DATA Step, Macro, Functions and more

Grouping Transaction Data

Accepted Solution Solved
Reply
Contributor
Posts: 22
Accepted Solution

Grouping Transaction Data

Hello,

 

I would like to identify account transactions that have a blank transaction group (tran_group = ' ')
AND have a description (desc) the same as a description from a previous transaction that has been already
been classified as 'Income' (tran_group = Income).

 

The background is that a transaction would be classified as 'Income' if it meets certain criteria - ie regular and amount within 10% of last payment.  However some transactions will be missed such as bonuses and commissions. 

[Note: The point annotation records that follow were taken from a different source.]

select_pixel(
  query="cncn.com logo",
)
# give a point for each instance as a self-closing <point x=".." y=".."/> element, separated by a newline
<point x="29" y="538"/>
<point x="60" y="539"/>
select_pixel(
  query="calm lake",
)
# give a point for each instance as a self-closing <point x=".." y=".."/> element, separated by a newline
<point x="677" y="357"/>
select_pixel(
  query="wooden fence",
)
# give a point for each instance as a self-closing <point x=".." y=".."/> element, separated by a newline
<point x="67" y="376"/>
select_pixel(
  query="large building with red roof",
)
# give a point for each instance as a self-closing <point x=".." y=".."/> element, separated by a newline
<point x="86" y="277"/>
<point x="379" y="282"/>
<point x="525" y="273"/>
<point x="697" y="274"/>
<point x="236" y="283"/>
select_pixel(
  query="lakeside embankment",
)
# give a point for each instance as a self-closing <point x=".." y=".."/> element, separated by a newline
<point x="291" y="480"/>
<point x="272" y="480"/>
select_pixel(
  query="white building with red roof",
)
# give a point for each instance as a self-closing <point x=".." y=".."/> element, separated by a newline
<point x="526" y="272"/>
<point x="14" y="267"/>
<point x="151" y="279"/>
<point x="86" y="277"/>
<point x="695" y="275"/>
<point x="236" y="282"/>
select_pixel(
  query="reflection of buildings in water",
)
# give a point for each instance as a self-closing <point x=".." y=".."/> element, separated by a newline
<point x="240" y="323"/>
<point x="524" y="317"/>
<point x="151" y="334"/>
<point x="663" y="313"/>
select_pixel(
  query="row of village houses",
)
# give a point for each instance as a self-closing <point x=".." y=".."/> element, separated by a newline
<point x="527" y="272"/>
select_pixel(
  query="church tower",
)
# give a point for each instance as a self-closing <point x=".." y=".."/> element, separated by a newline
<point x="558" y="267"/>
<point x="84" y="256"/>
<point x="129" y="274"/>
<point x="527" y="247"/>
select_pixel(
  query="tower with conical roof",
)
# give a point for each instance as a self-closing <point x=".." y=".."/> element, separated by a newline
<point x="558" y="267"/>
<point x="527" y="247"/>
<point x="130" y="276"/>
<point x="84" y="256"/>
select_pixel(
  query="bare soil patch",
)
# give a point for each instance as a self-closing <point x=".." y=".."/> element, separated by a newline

So I would like to identify these and classify them as tran_group = 'Income Non Base'.

 

To do this I need the sas code to look back through all the accounts transactions - which could be most likely upto 100 transactions prior to the current transaction and check if the same 'desc' has appeared before AND has also previously been flagged as 'Income' 
(tran_group = 'Income'), otherwise left blank.

 

Here is a temp dataset:

 

data temp;
infile datalines dlm=',' truncover;
informat account $2. date DATE9. tran_code $2. desc $20. tran_group $20.;
input account date tran_code desc tran_group;
format date DATE9.;
datalines;
S1, 12MAY2010, 47, From KPMG, Income
S1, 10SEP2010, 52, Expense PPWC, Living Expense
S1, 16APR2011, 47, From KPMG,
S1, 14JUN2011, 52, From KPMG,
T1, 11MAR2014, 30, From Forts Mining, Income
T1, 11MAY2014, 30, From Forts Mining,
T1, 12SEP2017, 41, From ABA Accountants, Income
T1, 10JUN2018, 31, From ATO XYX, Tax Expense
U1, 14FEB2011, 32, From YYY Surveyors, Income
U1, 20MAY2011, 41, From ATA LAWYERS XYX, Income,
U1, 14JUN2011, 32, From YYY Surveyors,
U1, 16OCT2011, 32, From ATA LAWYERS XYX,
U1, 18DEC2011, 41, From ATA LAWYERS XYX,
;
run;

 

When this match occurs I would like the current transaction to be classified as 'Income Non Base' (tran_group = 'Income Non Base')

So in the infile example above, the following transactions in bold would then be classified as 'Income Non Base'.

 

S1, 12MAY2010, 47, From KPMG, Income
S1, 10SEP2010, 52, Expense PPWC, Living Expense
S1, 16APR2011, 47, From KPMG, Income Non Base
S1, 14JUN2011, 52, From KPMG, Income Non Base

T1, 11MAR2014, 30, From Forts Mining, Income
T1, 11MAY2014, 30, From Forts Mining, Income Non Base
T1, 12SEP2017, 41, From ABA Accountants, Income
T1, 10JUN2018, 31, From ATO XYX, Tax Expense

U1, 14FEB2011, 32, From YYY Surveyors, Income
U1, 20MAY2011, 41, From ATA LAWYERS XYX, Income,
U1, 14JUN2011, 32, From YYY Surveyors, Income Non Base
U1, 16OCT2011, 32, From ATA LAWYERS XYX, Income Non Base
U1, 18DEC2011, 41, From ATA LAWYERS XYX, Income Non Base

 

thanks

Sally


Accepted Solutions
Solution
‎09-05-2017 12:14 AM
Super User
Posts: 10,580

Re: Grouping Transaction Data

The subquery produces more than one result for a given where condition. You probably need to refine the b.date < a.date part so that it yields only the maximum date within that range.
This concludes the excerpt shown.